For the record, I was not attacking Billy Strayhorn, who clearly had a very special relationship with Ellington that involved quite a bit of negotiation on several levels, including matters of authorship. Nor was I attacking Jackson, a person who I think probably took a fall for the misattribution of “Creole Love Call” after King Oliver sued Ellington over its authorship; it’s possible that the portrayal of Ellington’s shock over the plagiarism is a fluke of the historical record. And I was definitely not attacking Mills, who clearly was a very important figure in Ellington’s career nor was I suggesting that Mills was ineffectual to it. I posited only that, even without Mills’s influence, Ellington would have still been a successful musician, but I would agree that he would probably not have been as successful. Furthermore, I do not dispute Mills’s authorship of anything. I don’t know much about him other than what I’ve read and heard from reliable sources. Any assertions about Mills included in last week’s post are not mine, but theirs. Sadly, those reliable sources don’t include copyright or publisher records, which, for reasons mentioned previously, have become somewhat dubious. However, I do find it interesting that one of Mills’s sons “can’t tell you for a fact” what the tunes were that his father wrote lyrics for, while his other son offers that the elder Mills lyric writing process included “sometimes using a ghostwriter” to collaborate with. It leads one to wonder what the names of the ghostwriters were and why they’re not included in the copyrights.

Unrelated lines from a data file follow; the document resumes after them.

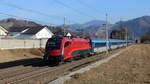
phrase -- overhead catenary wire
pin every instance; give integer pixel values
(34, 11)
(88, 6)
(24, 18)
(30, 10)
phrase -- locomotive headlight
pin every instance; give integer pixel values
(62, 52)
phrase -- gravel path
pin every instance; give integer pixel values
(61, 80)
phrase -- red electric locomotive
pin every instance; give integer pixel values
(62, 48)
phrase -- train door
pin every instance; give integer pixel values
(67, 48)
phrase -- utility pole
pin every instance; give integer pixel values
(65, 26)
(126, 30)
(107, 35)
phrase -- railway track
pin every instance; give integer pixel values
(41, 73)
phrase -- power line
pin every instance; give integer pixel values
(24, 18)
(33, 11)
(29, 10)
(73, 9)
(87, 5)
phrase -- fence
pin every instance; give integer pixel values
(22, 43)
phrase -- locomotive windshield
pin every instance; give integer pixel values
(53, 43)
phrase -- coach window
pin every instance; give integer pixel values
(100, 44)
(67, 44)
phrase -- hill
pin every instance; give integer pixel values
(136, 27)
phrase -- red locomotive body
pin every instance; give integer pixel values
(63, 48)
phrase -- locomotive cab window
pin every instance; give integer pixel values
(67, 44)
(53, 44)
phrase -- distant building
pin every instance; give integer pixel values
(35, 33)
(3, 32)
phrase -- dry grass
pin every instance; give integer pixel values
(131, 67)
(18, 54)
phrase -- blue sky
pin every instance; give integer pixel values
(77, 11)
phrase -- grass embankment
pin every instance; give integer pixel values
(18, 54)
(131, 67)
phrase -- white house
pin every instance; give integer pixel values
(35, 33)
(3, 31)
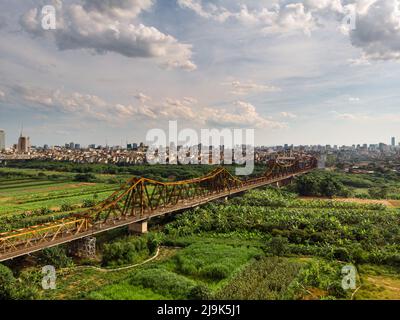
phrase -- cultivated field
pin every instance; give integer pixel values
(30, 200)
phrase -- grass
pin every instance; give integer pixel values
(378, 283)
(29, 196)
(178, 275)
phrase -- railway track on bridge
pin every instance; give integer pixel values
(141, 199)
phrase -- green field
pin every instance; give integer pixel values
(26, 201)
(265, 244)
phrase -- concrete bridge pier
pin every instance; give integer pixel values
(138, 227)
(84, 248)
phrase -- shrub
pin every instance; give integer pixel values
(7, 283)
(66, 207)
(215, 272)
(200, 292)
(126, 251)
(164, 282)
(88, 203)
(278, 246)
(55, 256)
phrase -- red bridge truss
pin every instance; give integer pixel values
(141, 199)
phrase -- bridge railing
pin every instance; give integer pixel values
(140, 197)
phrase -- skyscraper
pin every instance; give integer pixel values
(2, 140)
(24, 145)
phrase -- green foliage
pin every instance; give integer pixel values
(320, 185)
(85, 177)
(379, 192)
(126, 251)
(264, 279)
(164, 282)
(331, 229)
(323, 275)
(88, 203)
(7, 284)
(278, 246)
(213, 262)
(66, 207)
(200, 292)
(55, 256)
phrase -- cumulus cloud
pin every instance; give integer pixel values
(245, 88)
(118, 8)
(106, 26)
(243, 115)
(187, 109)
(289, 115)
(279, 18)
(377, 22)
(142, 97)
(377, 30)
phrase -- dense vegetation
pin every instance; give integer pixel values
(265, 244)
(379, 185)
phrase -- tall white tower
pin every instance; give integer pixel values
(2, 140)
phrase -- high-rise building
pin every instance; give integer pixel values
(2, 140)
(24, 144)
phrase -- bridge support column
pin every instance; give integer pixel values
(84, 248)
(138, 227)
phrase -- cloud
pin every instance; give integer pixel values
(245, 88)
(187, 109)
(377, 31)
(346, 116)
(244, 115)
(104, 27)
(118, 8)
(142, 97)
(279, 18)
(286, 114)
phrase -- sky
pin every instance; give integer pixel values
(298, 72)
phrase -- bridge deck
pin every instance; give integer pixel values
(28, 248)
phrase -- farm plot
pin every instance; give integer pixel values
(24, 202)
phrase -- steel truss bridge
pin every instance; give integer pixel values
(141, 199)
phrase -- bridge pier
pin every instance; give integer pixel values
(138, 227)
(84, 248)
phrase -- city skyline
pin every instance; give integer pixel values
(391, 141)
(292, 70)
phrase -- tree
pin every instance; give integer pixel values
(7, 283)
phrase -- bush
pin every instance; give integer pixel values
(126, 251)
(278, 246)
(7, 283)
(66, 207)
(55, 256)
(200, 292)
(88, 203)
(164, 282)
(215, 272)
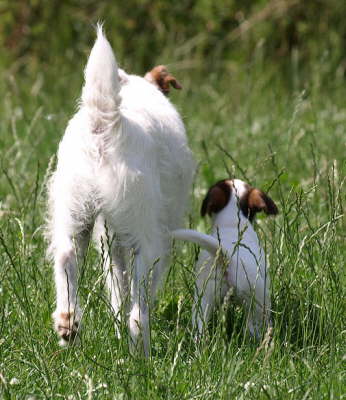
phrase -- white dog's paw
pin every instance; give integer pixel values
(66, 325)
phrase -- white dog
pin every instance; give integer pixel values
(124, 165)
(232, 204)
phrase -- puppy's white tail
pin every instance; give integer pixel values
(206, 241)
(100, 93)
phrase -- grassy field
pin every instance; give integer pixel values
(287, 137)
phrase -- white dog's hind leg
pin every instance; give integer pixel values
(66, 257)
(117, 283)
(139, 308)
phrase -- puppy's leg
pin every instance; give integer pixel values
(210, 289)
(69, 251)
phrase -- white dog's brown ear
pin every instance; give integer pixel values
(160, 77)
(257, 201)
(216, 198)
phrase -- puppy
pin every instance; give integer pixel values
(232, 204)
(124, 172)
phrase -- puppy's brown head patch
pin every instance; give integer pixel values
(254, 201)
(217, 198)
(160, 77)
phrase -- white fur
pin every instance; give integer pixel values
(244, 270)
(123, 163)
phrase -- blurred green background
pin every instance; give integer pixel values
(198, 35)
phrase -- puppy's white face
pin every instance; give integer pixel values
(235, 195)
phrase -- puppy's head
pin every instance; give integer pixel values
(162, 79)
(249, 199)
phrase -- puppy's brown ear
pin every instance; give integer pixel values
(260, 201)
(160, 77)
(216, 198)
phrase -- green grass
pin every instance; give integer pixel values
(290, 141)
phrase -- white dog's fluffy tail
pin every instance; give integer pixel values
(206, 241)
(100, 93)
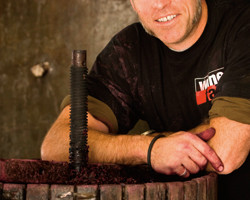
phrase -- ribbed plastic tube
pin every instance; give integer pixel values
(78, 152)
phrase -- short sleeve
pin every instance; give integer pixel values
(112, 79)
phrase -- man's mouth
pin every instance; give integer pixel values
(165, 19)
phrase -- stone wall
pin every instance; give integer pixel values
(44, 33)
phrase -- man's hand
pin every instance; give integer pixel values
(183, 151)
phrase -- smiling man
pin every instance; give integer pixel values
(185, 68)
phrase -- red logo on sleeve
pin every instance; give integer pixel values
(205, 87)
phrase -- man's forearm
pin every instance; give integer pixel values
(119, 149)
(103, 147)
(231, 142)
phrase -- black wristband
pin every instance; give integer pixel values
(150, 149)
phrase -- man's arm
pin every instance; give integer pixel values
(231, 142)
(103, 147)
(169, 156)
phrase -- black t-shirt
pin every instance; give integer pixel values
(139, 77)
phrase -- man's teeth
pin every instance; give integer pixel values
(165, 19)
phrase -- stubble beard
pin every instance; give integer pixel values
(195, 21)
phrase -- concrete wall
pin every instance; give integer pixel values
(46, 31)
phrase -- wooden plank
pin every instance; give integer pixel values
(90, 191)
(190, 190)
(110, 192)
(65, 191)
(155, 191)
(37, 192)
(134, 192)
(175, 191)
(212, 186)
(201, 188)
(13, 191)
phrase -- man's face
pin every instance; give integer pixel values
(174, 22)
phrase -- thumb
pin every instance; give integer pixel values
(207, 134)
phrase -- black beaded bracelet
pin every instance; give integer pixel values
(150, 149)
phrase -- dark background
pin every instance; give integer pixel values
(36, 31)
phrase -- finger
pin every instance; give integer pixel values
(182, 172)
(197, 157)
(207, 134)
(210, 155)
(190, 165)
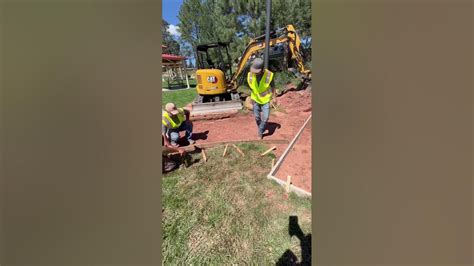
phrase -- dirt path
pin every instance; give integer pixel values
(282, 125)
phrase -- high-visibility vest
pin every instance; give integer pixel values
(261, 93)
(169, 123)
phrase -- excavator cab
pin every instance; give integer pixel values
(214, 70)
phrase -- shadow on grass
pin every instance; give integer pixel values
(289, 258)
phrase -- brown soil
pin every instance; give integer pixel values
(297, 163)
(295, 109)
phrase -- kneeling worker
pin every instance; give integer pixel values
(171, 162)
(173, 121)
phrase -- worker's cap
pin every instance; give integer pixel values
(171, 108)
(257, 66)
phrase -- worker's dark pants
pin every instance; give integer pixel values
(261, 112)
(173, 134)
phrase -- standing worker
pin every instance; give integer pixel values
(262, 93)
(173, 121)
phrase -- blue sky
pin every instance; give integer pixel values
(171, 10)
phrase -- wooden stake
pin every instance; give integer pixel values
(237, 148)
(225, 150)
(288, 182)
(204, 155)
(268, 151)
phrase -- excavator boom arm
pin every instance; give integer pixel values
(288, 35)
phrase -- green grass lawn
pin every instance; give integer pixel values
(179, 97)
(226, 211)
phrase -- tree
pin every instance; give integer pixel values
(236, 21)
(173, 46)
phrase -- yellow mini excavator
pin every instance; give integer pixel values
(216, 82)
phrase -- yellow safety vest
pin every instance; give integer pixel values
(169, 123)
(261, 93)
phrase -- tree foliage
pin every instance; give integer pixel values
(236, 21)
(173, 46)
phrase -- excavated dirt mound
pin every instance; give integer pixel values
(295, 109)
(297, 163)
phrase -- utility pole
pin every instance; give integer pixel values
(267, 33)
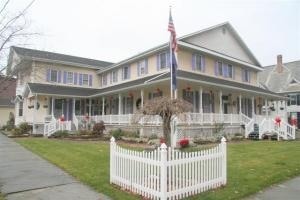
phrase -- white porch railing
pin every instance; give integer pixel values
(167, 173)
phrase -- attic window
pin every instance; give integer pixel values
(223, 30)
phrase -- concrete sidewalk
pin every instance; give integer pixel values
(289, 190)
(24, 175)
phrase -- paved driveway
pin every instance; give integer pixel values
(26, 176)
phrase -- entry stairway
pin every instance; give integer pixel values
(257, 127)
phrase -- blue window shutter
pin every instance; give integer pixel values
(146, 66)
(59, 77)
(129, 73)
(157, 62)
(80, 79)
(48, 74)
(90, 80)
(168, 60)
(65, 77)
(216, 68)
(249, 76)
(194, 61)
(243, 75)
(203, 63)
(138, 69)
(75, 78)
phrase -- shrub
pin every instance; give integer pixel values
(16, 131)
(25, 128)
(98, 128)
(117, 133)
(60, 134)
(184, 142)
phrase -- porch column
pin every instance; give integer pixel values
(120, 104)
(103, 105)
(90, 107)
(34, 115)
(240, 104)
(74, 102)
(221, 105)
(266, 108)
(52, 106)
(253, 107)
(200, 99)
(142, 98)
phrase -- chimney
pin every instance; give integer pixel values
(279, 67)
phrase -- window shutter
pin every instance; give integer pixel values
(216, 68)
(249, 76)
(243, 75)
(90, 80)
(168, 60)
(59, 77)
(80, 79)
(146, 66)
(194, 61)
(129, 73)
(203, 63)
(225, 70)
(75, 78)
(157, 62)
(138, 69)
(48, 74)
(65, 77)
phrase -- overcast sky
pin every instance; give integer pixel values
(114, 30)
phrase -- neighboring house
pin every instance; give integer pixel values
(7, 95)
(217, 73)
(284, 79)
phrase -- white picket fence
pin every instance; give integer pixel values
(167, 173)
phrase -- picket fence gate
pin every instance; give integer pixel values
(167, 173)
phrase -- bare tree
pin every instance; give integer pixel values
(13, 29)
(167, 109)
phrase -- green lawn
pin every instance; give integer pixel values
(252, 166)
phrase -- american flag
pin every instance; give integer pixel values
(171, 28)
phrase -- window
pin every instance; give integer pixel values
(163, 60)
(70, 77)
(115, 76)
(126, 72)
(229, 71)
(220, 68)
(53, 75)
(20, 109)
(104, 79)
(246, 75)
(85, 79)
(142, 67)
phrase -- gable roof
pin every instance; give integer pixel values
(57, 57)
(181, 42)
(280, 82)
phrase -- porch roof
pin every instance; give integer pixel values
(57, 90)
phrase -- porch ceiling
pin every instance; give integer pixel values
(227, 84)
(57, 90)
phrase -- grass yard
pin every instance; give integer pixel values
(252, 166)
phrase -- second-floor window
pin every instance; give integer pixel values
(53, 75)
(163, 60)
(85, 79)
(198, 62)
(115, 76)
(245, 75)
(142, 67)
(126, 72)
(70, 77)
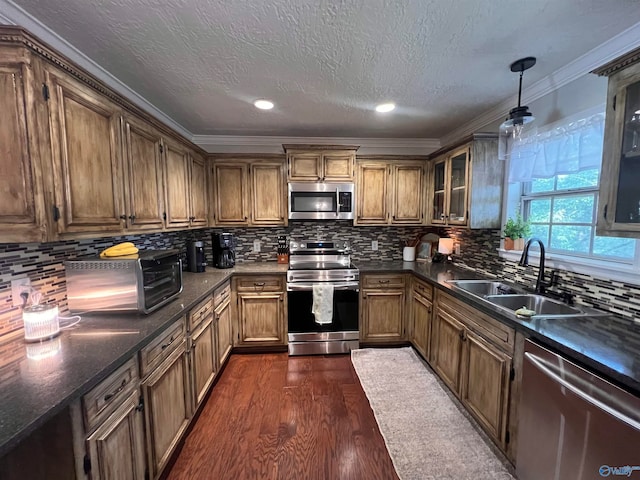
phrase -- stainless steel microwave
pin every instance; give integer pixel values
(141, 284)
(321, 201)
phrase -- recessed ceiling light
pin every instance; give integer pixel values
(385, 107)
(263, 104)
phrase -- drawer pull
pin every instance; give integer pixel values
(165, 345)
(109, 396)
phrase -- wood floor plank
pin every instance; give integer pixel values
(272, 416)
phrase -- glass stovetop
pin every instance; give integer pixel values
(320, 266)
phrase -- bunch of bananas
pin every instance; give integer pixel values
(120, 250)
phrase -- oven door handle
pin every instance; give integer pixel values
(307, 287)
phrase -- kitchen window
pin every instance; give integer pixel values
(555, 186)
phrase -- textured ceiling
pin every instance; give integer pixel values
(326, 63)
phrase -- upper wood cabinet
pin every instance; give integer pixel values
(176, 179)
(466, 184)
(268, 193)
(86, 150)
(81, 161)
(320, 163)
(249, 192)
(22, 202)
(199, 191)
(389, 192)
(230, 194)
(619, 204)
(145, 186)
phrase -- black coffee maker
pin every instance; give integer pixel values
(224, 250)
(196, 260)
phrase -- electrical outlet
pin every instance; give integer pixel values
(19, 286)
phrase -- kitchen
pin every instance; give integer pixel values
(42, 262)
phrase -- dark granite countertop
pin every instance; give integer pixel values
(608, 344)
(38, 380)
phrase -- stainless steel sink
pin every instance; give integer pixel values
(543, 306)
(509, 299)
(482, 288)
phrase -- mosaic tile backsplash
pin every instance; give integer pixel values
(43, 263)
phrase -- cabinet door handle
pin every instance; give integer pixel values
(109, 396)
(165, 345)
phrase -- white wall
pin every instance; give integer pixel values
(582, 94)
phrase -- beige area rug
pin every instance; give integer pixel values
(426, 434)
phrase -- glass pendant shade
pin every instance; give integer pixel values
(518, 126)
(513, 134)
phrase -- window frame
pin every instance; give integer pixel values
(613, 268)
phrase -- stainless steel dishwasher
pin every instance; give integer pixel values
(573, 424)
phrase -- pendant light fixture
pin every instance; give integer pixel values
(518, 124)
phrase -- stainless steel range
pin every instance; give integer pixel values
(322, 262)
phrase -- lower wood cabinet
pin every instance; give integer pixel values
(167, 402)
(473, 355)
(116, 448)
(382, 307)
(203, 360)
(201, 349)
(421, 310)
(448, 344)
(222, 318)
(261, 311)
(484, 388)
(108, 428)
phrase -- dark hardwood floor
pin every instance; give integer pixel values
(272, 416)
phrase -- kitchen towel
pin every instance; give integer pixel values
(322, 303)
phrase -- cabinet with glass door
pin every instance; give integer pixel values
(466, 183)
(450, 179)
(619, 210)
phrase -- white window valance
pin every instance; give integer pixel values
(565, 149)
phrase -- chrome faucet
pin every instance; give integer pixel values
(541, 284)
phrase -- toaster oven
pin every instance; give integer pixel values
(141, 284)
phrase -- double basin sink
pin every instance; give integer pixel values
(511, 299)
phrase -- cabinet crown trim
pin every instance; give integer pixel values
(619, 63)
(295, 147)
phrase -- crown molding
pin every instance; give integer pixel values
(602, 54)
(273, 144)
(5, 20)
(12, 14)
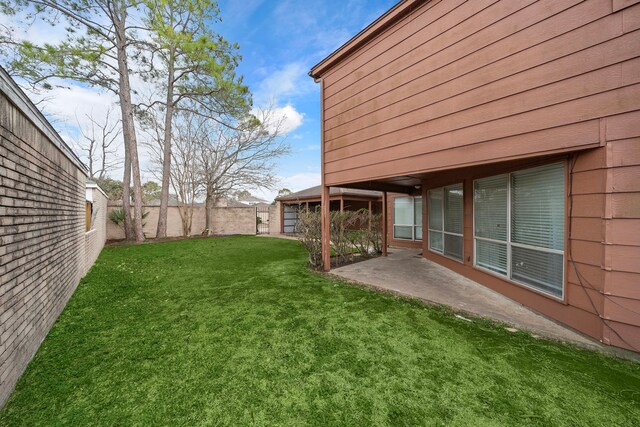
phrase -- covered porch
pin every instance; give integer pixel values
(341, 199)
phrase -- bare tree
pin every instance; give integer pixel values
(240, 158)
(95, 52)
(99, 142)
(185, 173)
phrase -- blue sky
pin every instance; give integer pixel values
(279, 42)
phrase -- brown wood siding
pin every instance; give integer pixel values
(457, 90)
(452, 85)
(622, 230)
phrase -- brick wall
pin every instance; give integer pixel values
(42, 230)
(97, 236)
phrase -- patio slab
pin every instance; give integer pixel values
(405, 272)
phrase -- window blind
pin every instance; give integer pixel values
(519, 226)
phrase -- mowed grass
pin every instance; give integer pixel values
(236, 331)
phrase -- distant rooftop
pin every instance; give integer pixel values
(316, 193)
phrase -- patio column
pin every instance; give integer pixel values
(326, 228)
(384, 223)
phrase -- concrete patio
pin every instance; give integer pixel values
(405, 272)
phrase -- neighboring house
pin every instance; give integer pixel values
(341, 199)
(510, 133)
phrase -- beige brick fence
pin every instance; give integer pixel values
(226, 220)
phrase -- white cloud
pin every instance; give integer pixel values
(286, 118)
(288, 81)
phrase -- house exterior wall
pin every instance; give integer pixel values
(454, 91)
(226, 220)
(458, 83)
(42, 233)
(399, 243)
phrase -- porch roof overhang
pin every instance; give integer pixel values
(313, 194)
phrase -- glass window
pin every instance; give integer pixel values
(407, 218)
(519, 227)
(446, 221)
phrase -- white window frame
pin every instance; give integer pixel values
(413, 215)
(443, 232)
(509, 244)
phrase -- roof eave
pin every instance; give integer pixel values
(389, 18)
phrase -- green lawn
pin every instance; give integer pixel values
(236, 331)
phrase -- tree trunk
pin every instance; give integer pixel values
(128, 127)
(161, 231)
(126, 194)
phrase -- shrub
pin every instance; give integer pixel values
(309, 229)
(350, 233)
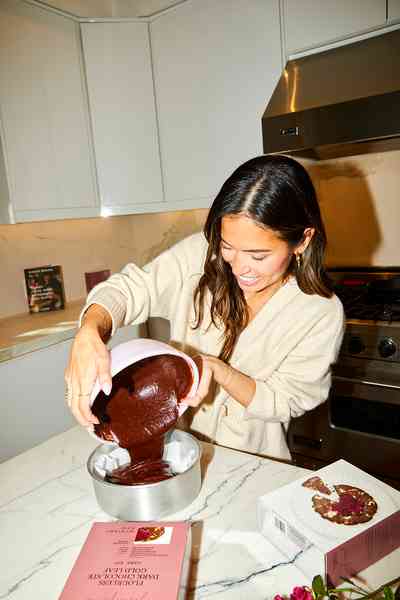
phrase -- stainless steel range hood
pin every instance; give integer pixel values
(337, 103)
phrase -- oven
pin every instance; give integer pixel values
(360, 421)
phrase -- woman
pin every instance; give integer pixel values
(250, 295)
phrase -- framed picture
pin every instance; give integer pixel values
(44, 288)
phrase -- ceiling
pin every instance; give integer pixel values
(109, 8)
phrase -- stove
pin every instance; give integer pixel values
(360, 421)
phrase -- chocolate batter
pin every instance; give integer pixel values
(141, 408)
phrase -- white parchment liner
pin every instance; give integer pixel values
(179, 452)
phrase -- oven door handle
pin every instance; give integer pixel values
(365, 382)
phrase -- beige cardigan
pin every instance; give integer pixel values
(288, 348)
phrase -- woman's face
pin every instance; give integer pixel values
(258, 257)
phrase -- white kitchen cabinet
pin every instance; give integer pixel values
(47, 170)
(313, 23)
(122, 108)
(215, 67)
(393, 9)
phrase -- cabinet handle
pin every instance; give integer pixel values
(302, 440)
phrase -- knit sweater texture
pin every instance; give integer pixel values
(288, 348)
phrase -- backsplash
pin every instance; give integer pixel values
(80, 245)
(359, 199)
(360, 203)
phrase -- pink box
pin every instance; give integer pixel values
(127, 560)
(318, 527)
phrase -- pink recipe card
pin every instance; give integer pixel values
(131, 561)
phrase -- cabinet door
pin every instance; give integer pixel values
(215, 67)
(393, 10)
(312, 23)
(44, 115)
(122, 106)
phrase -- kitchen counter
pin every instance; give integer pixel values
(47, 506)
(24, 333)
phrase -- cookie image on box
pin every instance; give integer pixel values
(349, 505)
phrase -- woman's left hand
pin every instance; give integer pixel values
(210, 369)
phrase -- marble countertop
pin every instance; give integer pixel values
(24, 333)
(47, 506)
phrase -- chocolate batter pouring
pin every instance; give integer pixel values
(141, 408)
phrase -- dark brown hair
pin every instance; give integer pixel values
(276, 192)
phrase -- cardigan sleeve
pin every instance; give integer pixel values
(135, 293)
(302, 380)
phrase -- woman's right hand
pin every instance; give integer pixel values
(89, 360)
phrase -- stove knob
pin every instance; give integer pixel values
(355, 345)
(387, 347)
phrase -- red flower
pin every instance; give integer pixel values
(301, 593)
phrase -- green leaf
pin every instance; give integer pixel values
(318, 587)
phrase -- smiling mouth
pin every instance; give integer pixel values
(246, 280)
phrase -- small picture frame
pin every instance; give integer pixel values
(44, 288)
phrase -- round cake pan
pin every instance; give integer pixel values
(152, 501)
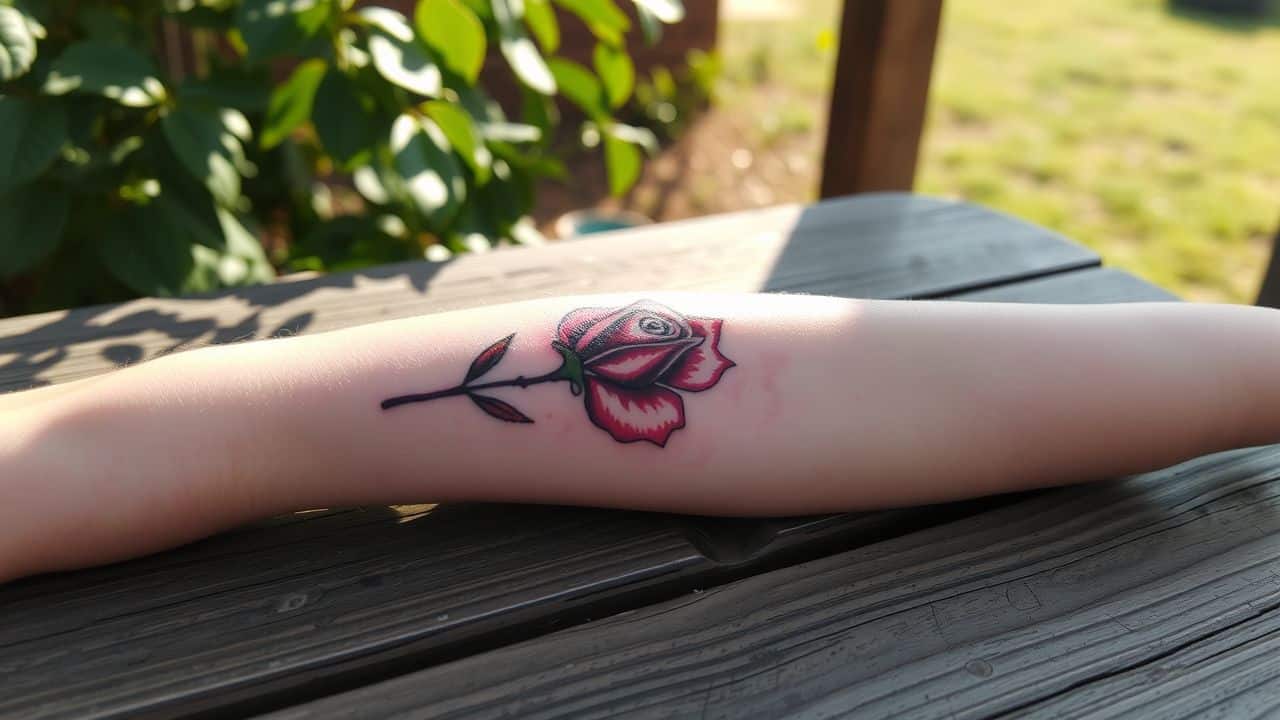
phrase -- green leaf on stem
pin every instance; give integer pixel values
(666, 10)
(31, 135)
(603, 17)
(343, 121)
(397, 54)
(17, 44)
(112, 71)
(616, 72)
(498, 409)
(580, 87)
(31, 227)
(455, 33)
(291, 103)
(278, 27)
(208, 144)
(433, 178)
(571, 367)
(622, 163)
(146, 249)
(225, 89)
(521, 54)
(456, 124)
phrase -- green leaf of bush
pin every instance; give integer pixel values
(520, 51)
(616, 72)
(17, 44)
(147, 249)
(580, 87)
(112, 71)
(622, 162)
(456, 124)
(603, 17)
(206, 144)
(342, 119)
(397, 54)
(31, 135)
(278, 27)
(433, 178)
(291, 103)
(31, 227)
(456, 35)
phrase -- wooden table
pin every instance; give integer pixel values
(1151, 596)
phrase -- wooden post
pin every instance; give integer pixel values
(880, 95)
(1269, 296)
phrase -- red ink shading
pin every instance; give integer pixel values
(627, 361)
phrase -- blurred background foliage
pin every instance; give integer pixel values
(1147, 131)
(1143, 130)
(300, 135)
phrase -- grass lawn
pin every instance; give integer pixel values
(1148, 135)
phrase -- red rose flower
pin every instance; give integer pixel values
(632, 361)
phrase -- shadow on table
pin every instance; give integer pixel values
(26, 355)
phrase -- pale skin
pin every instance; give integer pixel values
(831, 405)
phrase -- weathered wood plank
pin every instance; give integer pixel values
(873, 246)
(1234, 673)
(310, 605)
(878, 95)
(969, 619)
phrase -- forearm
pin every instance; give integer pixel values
(828, 405)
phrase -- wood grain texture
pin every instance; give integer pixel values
(872, 246)
(972, 619)
(880, 95)
(310, 605)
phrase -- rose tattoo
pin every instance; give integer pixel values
(629, 363)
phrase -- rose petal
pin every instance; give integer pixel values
(632, 415)
(702, 367)
(639, 365)
(622, 328)
(577, 322)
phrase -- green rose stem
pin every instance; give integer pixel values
(571, 370)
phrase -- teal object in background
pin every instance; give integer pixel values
(590, 222)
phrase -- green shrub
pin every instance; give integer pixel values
(120, 177)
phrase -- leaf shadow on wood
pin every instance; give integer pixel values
(36, 352)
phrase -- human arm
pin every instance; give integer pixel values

My point is that misunderstanding is a powerful thing, indeed. What if trumpeter Freddie Keppard had not misconstrued the offer to record for the Victor Talking Machine Company as being potentially detrimental to his career? Would the Original Dixieland Jass Band have faded into obscurity? Would the music we call “jazz” be known by a different name? Would modern universities be offering programs in “Dixieland studies”? I think that rhetorical questions such as these, or what Miles Davis’s music would have been like if he had never met Teo Macero, or what Benny Goodman’s music would have been like if John Hammond wasn’t a socialist, are worth thinking about from time to time. What was the poetry of Irving Mills really like? What would the modern jazz festival be if Norman Granz had gone to Princeton, as he originally intended? What would the Beatles have become if Brian Epstein had become a barrister? What would the music of the Doors have sounded like if Tim Buckley never existed? Or what if Cristóbal Colón understood that sailing westward was not the most efficient way to get to Asia?

These questions, from a rhetorical lot, are for the reader to ponder or not.
Any proposed answers to them are moot, as most of my opinions are to boot!